O presidente da SBPC, Renato Janine Ribeiro, abriu o evento falando da necessidade do Brasil avançar na questão de gênero. “O Dia Internacional da Mulher não é um dia apenas de homenagens, mas um dia de combate e de luta. Nós não podemos esquecer que embora as mulheres constituem um pouco mais da população no Brasil e no mundo, no Congresso Brasileiro, por exemplo, elas ainda representam um pouco mais de 10% e a única mulher que esteve na Presidência da República foi afastada. Portanto, esse é um dia de ressaltar o trabalho de todas as mulheres, inclusive das que compõem a Diretoria da SBPC”, comenta.

A socióloga Fernanda Sobral, vice-presidente da entidade e professora emérita da Universidade de Brasília (UnB), lembrou das mulheres que a apoiaram e, de certa forma, a levaram à SBPC. “Devo minha formação no mestrado e doutorado a duas professoras da UnB, que eram mulheres competentes, de perfis fortes, mas diferentes: Bárbara Freitag, no mestrado, e Vilma Figueiredo, no doutorado. Talvez devido à essas influências, minha produção científica sempre se situou entre a Sociologia da Educação e Sociologia da Ciência. No Departamento de Sociologia da UnB, fui uma das professoras que ajudou a construir e consolidar a linha de pesquisa sobre educação, ciência e tecnologia, juntamente com as professoras Vilma Figueiredo, Maria Lucia Maciel e Ana Maria Fernandes, entre outros”, cita.

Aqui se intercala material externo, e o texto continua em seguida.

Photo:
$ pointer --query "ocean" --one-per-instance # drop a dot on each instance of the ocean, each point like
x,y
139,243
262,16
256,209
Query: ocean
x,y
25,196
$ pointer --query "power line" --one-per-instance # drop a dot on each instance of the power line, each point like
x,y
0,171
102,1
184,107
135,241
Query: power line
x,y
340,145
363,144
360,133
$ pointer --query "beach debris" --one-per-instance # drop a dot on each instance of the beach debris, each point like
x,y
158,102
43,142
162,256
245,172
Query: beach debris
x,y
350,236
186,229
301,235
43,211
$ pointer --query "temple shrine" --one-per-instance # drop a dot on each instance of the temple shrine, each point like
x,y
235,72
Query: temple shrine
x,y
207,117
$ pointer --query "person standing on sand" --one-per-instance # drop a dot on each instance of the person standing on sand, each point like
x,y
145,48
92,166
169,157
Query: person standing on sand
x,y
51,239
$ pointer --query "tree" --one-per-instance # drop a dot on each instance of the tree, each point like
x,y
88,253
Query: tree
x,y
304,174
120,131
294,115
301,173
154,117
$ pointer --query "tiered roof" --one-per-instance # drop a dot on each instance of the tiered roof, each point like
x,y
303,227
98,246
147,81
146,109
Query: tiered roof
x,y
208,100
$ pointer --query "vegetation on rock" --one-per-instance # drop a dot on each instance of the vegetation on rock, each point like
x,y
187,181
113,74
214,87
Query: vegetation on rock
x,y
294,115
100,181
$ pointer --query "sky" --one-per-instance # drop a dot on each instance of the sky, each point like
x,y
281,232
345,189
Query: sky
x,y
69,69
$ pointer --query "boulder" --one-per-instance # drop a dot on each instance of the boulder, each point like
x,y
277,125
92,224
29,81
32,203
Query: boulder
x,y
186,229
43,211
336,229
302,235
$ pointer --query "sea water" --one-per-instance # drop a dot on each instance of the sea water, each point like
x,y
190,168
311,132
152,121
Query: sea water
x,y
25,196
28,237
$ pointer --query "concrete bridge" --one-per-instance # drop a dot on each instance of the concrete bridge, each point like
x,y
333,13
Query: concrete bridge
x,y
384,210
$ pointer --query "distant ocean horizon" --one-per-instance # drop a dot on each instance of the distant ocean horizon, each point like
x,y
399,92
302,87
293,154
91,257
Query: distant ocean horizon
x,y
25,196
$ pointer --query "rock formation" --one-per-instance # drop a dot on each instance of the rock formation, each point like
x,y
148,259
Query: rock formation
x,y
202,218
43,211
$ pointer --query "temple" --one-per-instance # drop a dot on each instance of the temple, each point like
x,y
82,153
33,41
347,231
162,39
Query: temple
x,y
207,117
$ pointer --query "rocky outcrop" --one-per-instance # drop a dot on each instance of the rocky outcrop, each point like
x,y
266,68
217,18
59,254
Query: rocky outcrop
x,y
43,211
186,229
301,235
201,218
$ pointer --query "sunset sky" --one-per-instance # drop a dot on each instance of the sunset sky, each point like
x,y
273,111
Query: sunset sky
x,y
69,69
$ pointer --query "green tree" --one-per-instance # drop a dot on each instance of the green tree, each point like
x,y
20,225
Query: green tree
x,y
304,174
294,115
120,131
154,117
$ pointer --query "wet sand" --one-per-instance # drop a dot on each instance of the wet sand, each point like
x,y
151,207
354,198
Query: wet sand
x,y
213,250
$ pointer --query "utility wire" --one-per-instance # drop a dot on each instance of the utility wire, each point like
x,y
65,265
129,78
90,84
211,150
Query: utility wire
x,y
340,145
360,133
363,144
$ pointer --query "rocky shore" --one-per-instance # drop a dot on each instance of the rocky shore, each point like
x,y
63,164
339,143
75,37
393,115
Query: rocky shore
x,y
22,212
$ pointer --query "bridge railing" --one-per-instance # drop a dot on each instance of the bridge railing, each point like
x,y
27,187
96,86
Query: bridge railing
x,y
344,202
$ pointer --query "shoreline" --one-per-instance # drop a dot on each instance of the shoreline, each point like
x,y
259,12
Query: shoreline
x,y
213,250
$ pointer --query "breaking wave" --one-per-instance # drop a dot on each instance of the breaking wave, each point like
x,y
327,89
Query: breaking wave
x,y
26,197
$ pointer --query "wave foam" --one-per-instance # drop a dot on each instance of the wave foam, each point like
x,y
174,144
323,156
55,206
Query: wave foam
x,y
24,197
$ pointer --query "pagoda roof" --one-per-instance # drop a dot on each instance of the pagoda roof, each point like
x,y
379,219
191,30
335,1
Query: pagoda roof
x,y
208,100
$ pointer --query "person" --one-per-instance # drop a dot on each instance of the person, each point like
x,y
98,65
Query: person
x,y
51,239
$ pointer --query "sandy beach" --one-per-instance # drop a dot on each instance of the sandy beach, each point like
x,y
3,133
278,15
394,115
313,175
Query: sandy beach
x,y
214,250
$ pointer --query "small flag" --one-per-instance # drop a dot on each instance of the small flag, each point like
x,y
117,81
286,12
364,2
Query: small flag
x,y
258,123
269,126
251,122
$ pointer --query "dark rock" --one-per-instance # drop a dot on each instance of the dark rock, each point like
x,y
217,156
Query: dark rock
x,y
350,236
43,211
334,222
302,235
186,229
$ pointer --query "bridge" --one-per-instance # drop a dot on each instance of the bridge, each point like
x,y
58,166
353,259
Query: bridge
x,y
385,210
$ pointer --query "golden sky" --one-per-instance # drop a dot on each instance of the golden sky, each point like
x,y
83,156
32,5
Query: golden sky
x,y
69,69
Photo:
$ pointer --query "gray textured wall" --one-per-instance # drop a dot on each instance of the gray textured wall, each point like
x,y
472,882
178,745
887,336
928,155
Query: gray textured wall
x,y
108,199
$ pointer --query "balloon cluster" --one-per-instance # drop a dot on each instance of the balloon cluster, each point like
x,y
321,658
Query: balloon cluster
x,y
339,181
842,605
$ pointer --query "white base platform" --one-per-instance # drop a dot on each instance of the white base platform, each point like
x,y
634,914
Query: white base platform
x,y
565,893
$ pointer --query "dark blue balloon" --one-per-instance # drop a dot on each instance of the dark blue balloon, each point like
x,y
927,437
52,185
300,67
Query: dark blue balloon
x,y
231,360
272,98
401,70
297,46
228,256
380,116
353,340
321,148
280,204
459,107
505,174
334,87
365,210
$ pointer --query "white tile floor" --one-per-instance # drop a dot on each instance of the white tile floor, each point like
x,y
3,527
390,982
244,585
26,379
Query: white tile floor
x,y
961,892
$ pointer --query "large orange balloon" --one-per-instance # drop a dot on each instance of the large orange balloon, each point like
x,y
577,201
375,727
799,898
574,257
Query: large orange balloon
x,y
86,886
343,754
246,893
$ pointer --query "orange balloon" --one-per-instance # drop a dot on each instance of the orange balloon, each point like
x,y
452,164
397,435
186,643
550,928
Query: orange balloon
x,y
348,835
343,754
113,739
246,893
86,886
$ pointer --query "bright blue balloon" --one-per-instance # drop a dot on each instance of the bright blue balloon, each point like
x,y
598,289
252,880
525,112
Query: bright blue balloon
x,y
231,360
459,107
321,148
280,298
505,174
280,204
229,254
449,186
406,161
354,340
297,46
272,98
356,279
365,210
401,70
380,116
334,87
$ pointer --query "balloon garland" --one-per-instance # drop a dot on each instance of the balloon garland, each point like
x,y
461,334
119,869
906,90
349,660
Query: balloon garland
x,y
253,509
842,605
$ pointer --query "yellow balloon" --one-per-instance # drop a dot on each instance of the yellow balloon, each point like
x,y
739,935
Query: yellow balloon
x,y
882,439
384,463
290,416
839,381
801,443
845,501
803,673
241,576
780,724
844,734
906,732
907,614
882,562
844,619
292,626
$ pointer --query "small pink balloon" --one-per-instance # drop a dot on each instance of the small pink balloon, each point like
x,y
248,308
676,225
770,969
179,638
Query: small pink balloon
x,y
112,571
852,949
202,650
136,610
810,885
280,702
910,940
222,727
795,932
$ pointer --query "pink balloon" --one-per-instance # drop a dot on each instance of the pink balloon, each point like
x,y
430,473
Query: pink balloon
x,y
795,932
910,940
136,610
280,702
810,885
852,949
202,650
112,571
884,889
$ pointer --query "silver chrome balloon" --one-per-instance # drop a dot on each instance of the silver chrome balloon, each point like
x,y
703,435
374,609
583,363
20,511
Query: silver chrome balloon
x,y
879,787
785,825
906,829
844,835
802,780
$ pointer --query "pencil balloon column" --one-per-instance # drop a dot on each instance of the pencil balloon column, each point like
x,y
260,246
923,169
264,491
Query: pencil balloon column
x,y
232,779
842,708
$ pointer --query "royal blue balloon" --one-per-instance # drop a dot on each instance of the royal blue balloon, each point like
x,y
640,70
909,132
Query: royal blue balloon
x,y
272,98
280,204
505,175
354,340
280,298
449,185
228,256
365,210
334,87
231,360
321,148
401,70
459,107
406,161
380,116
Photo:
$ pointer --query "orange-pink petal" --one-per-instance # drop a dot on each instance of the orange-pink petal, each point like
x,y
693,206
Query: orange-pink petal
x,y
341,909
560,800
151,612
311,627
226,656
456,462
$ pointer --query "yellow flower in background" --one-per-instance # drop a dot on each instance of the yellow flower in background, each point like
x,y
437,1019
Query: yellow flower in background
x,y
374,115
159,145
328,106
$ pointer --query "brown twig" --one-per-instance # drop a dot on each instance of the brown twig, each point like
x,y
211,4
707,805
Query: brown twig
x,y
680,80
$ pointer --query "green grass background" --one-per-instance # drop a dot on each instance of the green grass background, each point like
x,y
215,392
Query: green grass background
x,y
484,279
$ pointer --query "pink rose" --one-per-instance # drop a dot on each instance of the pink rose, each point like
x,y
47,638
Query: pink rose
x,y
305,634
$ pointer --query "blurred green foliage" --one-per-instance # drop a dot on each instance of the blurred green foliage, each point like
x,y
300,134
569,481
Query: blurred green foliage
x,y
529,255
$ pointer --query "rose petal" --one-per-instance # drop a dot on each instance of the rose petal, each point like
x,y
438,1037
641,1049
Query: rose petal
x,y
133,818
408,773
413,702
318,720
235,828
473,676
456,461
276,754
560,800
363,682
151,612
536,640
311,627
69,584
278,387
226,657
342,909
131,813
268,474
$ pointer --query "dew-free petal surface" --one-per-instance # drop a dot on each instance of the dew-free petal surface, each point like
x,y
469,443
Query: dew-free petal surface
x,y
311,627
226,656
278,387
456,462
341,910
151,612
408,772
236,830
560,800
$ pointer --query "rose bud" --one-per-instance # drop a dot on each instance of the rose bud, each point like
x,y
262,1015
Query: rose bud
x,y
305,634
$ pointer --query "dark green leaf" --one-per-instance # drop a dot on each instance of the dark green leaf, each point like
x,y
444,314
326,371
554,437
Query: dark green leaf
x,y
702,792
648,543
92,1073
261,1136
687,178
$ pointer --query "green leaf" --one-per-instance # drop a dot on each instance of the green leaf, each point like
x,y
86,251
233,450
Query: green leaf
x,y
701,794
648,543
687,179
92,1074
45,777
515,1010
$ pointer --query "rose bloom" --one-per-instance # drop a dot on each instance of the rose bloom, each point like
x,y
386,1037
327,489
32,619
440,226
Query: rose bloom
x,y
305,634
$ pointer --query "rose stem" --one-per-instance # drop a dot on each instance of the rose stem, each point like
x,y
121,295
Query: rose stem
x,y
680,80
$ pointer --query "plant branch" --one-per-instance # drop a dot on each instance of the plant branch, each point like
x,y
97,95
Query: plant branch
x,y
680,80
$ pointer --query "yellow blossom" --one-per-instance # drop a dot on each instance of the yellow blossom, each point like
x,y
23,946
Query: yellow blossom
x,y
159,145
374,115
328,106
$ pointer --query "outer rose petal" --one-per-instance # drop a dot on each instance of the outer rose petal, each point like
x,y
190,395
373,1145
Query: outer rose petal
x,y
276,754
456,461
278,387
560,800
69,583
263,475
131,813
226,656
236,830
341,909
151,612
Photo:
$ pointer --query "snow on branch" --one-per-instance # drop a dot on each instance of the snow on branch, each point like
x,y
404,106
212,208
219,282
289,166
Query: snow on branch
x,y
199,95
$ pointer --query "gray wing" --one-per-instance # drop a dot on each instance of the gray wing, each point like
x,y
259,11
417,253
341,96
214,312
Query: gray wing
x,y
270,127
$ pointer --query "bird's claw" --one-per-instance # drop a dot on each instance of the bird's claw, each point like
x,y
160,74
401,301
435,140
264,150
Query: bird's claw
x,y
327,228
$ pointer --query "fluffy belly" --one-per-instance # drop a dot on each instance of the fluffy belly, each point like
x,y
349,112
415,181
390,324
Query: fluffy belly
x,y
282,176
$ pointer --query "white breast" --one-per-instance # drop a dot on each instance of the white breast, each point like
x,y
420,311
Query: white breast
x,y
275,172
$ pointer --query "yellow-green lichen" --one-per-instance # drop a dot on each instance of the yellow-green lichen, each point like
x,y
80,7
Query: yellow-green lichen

Diante de sua história, Sobral observa que seu trabalho sempre abordou as condições de produção de conhecimento que deveriam ser consideradas como condições cognitivas ou intrínsecas ao próprio processo de conhecimento.  “Como, por exemplo, a acumulação de conhecimento na área, a existência de um paradigma hegemônico ou de teorias em competição, e como as condições socioinstitucionais, até certo ponto, são externas ao processo“, explica.

Quanto à questão de gênero, a vice-presidente da SBPC explica que sua percepção começou a mudar nos anos 2000 ao analisar as práticas de lideranças científicas nas áreas de Agronomia, Genética e Engenharias. “Embora não trabalhasse com a questão, me impressionou a pouca presença das mulheres na liderança dessas áreas”, lembra.

Já na SBPC, Sobral afirma que nos últimos anos, teve o privilégio de transformar seu objeto de estudo em objeto de luta como conselheira e vice-presidente da SBPC. “Cheguei na entidade quando Maria Stela Grossi Porto, professora da UnB, me indicou para o Conselho pela área C. Mas a SBPC sempre esteve presente na minha vida acadêmica a partir da convivência com Vilma Figueiredo e Ana Maria Fernandes, ambas ex-vice-presidentes, e Maria Lucia Maciel, ex-secretária da entidade. As mulheres da Sociologia da UnB já faziam parte da SBPC, e pensando nesse sentido, estou dando continuidade à uma tradição”, comemora.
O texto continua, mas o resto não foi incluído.